HAMILTON M. ROBINSON

Source: Album of Genealogy and Biography, Cook County, Illinois with Portraits 3rd ed. revised and extended (Chicago: Calumet Book & Engraving Co., 1895), pp. 125-126

HAMILTON MOFFAT ROBINSON was born in Cheltenham, Gloucestershire, England, February 12, 1862, and is the eldest son of James Hamilton Robinson and Frances Jane Moffat.  Both the parents represent ancient Scottish families.

James H. Robinson, who was born in London and educated at the Edinburgh High School, engaged in business in Manchester, England, soon after completing his education, and later in London, in the East India trade.   He continued in business about thirty years, dealing in jute and export merchandise.  During a portion of this time he resided at Calcutta, in order to give personal supervision to his export trade.  In 1885 he retired from business and came to America, locating at Winnipeg, Manitoba, where his children had preceded him and where he still resides.  His father, George Brown Robinson, had succeeded his (George’s) father in the East India trade, and also resided for some years in Calcutta.  He married Jane Campbell Hamilton, like himself a native of Scotland.  She is still living in London, at the age of seventy-five years.

Mrs. Frances J. Robinson was a daughter of Col. Bowland Moffat, who commanded the Fifty-fourth Regiment of the British army, was a veteran of the Crimean War, and was stationed for some years at Calcutta, at which place Mr. and Mrs. James H. Robinson were married.  A number of the ancestors of Colonel Moffat were well-to-do merchants in the West India trade, and several members of the family served in the British army.

Hamilton M. Robinson was but six months old when the family moved from London and again took up its residence in Calcutta.  Seven years subsequently he returned to Europe, and attended boarding-schools at various points in the South of England.  At the age of sixteen years he finished the course at Chatham House College, Ramsgate, Kent.  It had been his intention to enter the East Indian civil service, but owing to his father’s financial embarrassments at that time, he abandoned this purpose and entered the London office of Kelly & Company, East India merchants.  He began in the capacity of office boy, but with such vigor and intelligence did he apply himself to business, that  in the brief space of four years he became the office manager of the firm.  He continued in that connection until September, 1883, when he determined to seek a wider field for the development of his talents and ability, and came to America, joining his brother in the Northwest Territory of Canada.  He homesteaded a farm in Manitoba, but a short time sufficed to convince him that the pursuit of agriculture was neither as profitable nor congenial as he had anticipated.  In the following May he joined a friend who was coming to Chicago, and has ever since made this city his home and place of business.  In the spring of 1885 he again visited the Northwest Territory, and as a member of Colonel Boulton’s scouts, assisted in suppressing the Riel rebellion.

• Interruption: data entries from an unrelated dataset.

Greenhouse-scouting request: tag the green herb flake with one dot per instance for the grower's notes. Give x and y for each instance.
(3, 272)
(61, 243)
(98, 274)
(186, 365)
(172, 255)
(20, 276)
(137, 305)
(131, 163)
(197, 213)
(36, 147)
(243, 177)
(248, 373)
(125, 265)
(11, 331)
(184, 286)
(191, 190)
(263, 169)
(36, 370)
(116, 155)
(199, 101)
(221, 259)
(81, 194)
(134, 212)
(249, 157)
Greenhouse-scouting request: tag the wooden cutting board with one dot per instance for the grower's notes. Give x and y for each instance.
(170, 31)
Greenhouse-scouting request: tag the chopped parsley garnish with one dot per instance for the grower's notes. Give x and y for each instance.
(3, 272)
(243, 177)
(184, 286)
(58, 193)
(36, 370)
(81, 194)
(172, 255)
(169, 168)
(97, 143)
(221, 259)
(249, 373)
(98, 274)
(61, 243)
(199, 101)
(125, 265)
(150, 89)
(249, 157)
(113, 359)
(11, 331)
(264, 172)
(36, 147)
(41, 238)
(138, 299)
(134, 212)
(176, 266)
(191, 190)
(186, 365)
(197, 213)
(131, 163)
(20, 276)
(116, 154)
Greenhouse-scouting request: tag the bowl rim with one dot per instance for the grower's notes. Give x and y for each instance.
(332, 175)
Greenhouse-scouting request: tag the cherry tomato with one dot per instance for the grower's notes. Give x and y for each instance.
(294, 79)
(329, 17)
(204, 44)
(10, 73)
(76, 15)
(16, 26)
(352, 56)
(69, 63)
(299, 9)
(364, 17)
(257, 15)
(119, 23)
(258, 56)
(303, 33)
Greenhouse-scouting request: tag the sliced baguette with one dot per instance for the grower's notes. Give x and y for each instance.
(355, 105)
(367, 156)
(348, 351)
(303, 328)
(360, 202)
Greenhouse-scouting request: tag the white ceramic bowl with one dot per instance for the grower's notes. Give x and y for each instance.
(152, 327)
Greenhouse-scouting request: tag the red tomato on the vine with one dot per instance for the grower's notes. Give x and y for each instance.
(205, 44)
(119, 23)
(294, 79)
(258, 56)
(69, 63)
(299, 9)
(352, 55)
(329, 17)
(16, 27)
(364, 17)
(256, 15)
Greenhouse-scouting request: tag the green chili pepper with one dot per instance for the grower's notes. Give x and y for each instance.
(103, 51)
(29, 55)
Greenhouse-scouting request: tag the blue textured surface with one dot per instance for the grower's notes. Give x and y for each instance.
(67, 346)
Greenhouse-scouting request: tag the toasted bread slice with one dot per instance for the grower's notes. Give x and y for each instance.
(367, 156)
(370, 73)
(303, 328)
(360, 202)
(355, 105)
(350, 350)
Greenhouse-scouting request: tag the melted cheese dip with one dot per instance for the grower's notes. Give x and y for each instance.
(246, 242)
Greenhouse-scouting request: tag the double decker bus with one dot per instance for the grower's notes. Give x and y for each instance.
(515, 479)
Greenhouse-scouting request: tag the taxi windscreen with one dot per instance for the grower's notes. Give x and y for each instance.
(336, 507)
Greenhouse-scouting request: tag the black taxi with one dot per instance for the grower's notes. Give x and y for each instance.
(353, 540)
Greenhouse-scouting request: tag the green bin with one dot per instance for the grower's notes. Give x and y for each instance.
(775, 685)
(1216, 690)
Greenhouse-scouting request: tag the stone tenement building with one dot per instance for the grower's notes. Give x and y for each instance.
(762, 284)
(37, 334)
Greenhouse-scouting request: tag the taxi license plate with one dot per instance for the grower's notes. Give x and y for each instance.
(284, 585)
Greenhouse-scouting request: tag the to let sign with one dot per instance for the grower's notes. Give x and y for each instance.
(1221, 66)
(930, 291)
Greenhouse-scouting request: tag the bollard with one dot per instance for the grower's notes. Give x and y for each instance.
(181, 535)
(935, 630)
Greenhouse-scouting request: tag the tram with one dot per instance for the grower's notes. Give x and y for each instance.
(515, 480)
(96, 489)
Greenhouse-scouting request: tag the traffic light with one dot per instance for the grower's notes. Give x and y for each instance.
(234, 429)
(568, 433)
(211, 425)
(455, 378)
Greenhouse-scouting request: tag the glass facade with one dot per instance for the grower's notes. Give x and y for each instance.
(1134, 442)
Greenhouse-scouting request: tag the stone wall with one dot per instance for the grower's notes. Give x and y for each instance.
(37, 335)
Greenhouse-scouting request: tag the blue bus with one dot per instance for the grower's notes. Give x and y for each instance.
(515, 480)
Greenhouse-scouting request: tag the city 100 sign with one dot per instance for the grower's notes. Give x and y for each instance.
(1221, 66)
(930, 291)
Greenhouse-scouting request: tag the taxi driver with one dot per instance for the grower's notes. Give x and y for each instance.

He arrived here with neither money, friends nor influence, and wasted no time in seeking or waiting for a genteel position, but immediately began work at the first employment which he could obtain.  In the mean time he was constantly on the alert for a more lucrative occupation, and in a few weeks secured a position as bookkeeper with the Anglo-American Packing and Provision Company, with which he remained for about three years.  In May, 1887, he resigned this employment and obtained a position with the firm of Crosby & Macdonald, marine underwriters.  He continued in this connection about five years, winning the confidence and esteem of his employers, and demonstrating his integrity and ability for the transaction of business.  In whatever position he has been placed he has ever been an indefatigable worker, striving to promote the interests of those whom he served, even at the expense of his own health and personal comfort.  On the first of June, 1892, Mr. Robinson formed a partnership with James B. Kellogg, under the firm name of Kellogg & Robinson, marine average adjusters.  This is one of the leading firms of marine adjusters upon the shores of Lake Michigan, and their success has been gratifying from the start.

Mr. Robinson is a member of the Lake Board of Average Adjusters, and of the Association of Average Adjusters of the United States.   He has never identified himself with any political party, but takes an intelligent interest in questions of public policy, and has been an American citizen since 1891.  He is heartily in sympathy with the spirit of American institutions, and may be classed as one of the most desirable and useful among the foreign-born citizens of Chicago.

He was married, in 1887, to Ida T. Cleverdon, of Toronto, province of Ontario, Canada, daughter of William Thompson Cleverdon and Nanie Geech, both formerly residents of Halifax, Nova Scotia.